Parce qu’il se refuse à juger (de quel droit ?) mais parce qu’il voudrait tenter de comprendre ce qui se passe dans un pays pour lequel il éprouve plus que de la sympathie, de la tendresse, depuis qu’il l’a découvert, il y a une vingtaine d’années, Miquel Dewever-Plana accompagne les situations, discrètement, modestement. En simple observateur tentant de ne pas influer par sa présence sur l’attitude de ceux par qui il sait se faire oublier. Cela demande beaucoup de temps, de patience, d’attention.

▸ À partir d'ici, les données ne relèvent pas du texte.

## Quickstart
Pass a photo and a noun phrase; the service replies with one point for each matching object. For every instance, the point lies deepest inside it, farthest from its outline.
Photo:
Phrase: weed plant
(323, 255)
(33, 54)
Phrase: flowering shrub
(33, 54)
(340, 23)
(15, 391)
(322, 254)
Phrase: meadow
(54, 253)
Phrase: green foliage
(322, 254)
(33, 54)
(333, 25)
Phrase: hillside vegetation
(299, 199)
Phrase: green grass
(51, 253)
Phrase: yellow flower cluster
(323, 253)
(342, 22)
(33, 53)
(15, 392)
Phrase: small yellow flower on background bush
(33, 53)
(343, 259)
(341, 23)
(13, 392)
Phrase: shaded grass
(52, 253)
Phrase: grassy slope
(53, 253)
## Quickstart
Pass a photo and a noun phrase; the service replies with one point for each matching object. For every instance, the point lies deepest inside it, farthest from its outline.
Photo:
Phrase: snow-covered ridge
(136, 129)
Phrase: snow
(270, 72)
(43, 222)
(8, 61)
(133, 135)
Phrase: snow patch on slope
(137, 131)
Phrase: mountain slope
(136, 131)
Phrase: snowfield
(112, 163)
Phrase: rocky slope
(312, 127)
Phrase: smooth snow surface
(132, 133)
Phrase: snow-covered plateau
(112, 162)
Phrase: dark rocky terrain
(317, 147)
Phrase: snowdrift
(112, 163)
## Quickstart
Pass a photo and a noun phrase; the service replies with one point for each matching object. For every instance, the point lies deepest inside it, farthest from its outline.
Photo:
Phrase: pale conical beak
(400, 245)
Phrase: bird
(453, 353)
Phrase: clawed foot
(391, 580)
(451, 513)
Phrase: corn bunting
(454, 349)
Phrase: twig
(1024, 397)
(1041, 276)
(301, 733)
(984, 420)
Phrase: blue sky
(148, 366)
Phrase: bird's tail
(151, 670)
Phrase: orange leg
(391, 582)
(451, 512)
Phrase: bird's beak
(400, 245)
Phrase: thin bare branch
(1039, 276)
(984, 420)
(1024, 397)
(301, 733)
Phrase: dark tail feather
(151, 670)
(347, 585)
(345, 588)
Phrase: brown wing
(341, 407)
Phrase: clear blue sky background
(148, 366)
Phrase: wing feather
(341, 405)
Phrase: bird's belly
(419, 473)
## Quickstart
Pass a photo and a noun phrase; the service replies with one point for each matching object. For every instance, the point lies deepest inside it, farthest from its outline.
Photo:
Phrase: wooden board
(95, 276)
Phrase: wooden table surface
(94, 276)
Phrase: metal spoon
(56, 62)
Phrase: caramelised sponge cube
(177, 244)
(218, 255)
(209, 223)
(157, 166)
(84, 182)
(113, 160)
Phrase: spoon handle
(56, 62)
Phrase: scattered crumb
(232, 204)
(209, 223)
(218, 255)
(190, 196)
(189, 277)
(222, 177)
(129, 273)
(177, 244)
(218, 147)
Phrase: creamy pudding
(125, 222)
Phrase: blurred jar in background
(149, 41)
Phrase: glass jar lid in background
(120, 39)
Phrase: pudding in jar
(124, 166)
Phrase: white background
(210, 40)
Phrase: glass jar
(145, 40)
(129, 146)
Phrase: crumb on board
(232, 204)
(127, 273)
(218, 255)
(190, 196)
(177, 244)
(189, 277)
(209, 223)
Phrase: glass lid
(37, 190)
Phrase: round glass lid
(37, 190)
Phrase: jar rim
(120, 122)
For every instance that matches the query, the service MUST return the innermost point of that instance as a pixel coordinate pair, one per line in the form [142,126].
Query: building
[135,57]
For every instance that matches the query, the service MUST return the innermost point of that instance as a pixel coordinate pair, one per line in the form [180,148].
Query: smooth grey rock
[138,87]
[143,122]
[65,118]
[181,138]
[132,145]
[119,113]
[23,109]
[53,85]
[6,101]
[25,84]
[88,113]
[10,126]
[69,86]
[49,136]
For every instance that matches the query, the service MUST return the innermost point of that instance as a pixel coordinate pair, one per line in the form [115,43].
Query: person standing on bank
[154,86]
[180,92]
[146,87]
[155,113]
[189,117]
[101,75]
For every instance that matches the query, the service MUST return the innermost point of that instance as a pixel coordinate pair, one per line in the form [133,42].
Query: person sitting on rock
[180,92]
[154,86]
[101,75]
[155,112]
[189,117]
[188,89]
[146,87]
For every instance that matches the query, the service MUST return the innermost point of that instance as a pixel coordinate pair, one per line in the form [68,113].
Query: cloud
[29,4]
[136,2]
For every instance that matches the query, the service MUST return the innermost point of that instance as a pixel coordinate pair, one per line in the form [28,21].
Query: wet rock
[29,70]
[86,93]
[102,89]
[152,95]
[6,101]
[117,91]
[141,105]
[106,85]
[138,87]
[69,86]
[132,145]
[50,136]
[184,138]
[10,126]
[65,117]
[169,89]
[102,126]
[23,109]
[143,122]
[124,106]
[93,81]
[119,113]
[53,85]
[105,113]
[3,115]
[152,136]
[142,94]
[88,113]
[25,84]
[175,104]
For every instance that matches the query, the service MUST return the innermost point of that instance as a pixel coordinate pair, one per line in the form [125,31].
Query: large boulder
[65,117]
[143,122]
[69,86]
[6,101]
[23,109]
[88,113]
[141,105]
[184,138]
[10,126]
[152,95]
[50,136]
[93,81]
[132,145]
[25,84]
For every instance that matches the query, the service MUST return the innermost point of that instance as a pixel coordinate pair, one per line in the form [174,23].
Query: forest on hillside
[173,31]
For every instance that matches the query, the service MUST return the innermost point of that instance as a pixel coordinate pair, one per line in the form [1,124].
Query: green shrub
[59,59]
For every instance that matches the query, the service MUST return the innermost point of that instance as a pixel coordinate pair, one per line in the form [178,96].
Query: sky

De ces longs séjours, de cette alliance avec le temps, le photographe rapporte des images sans spectacle (ni celui, caricatural, des acteurs qui adorent se mettre en scène pour ressembler aux poses provoc qu’adorent tellement les media, ni celui de la surenchère voyeuriste sur la violence). Un jeune couple s’embrasse à travers les barreaux, extrême tendresse, le visage d’une jeune file rayonne de beauté, le corps d’un jeune homme laisse glisser avec sensualité les motifs de ses tatouages. Et aussi, sous les projecteurs de la police, les emplacements des impacts de balles rythment l’espace ou réinventent en écho à la peinture religieuse une mise au tombeau d’aujourd’hui. Tout cela se croise, se tisse, reconstruit un monde sous-tendu de violence quand on a le sentiment, désespérant, que toute cette jeunesse ne demanderait qu’à vivre. Pourquoi est-ce donc impossible ?
Christian Caujolle
La photographie est silencieuse: Les images de Miquel Dewever-Plana disent une violence et une détresse absolues, que traversent parfois l’éclair pas encore assombri, ou jeté dans le sang, de l’amour et de l’amitié. J’entends ces images : elles crient un pays, le Guatemala, où la mort s’invite chaque jour dans le fracas des règlements de compte. J’écoute ces photographies : elles claquent à nos yeux les résonnances des rafales et des massacres, une arrière-cour pour un cadavre, le bruit des menottes, les cris de désespoir que l’on devine.
Les photographies de Miquel Dewever-Plana ont le regard de la dignité, elles évitent l’horreur immédiate pour mieux écrire l’horreur absolue d’un pays à la dérive. Elles ne jugent pas. Elles sont belles et distantes, et si chaleureuses pourtant quand elles donnent à voir quelques instants de répit, dans cette autre guerre. Alors elles disent un possible : celui d’une jeunesse où la mort, la prison, la drogue, et la violence ne seraient pas les inévitables compagnes d’infortune. Une jeunesse qui n’aurait pas les gangs comme seul espoir de famille. Au Guatemala, la mort est au bout de la rue. Au bout de ce chemin photographique, le silence explose plus encore que nos indignations et notre impuissance.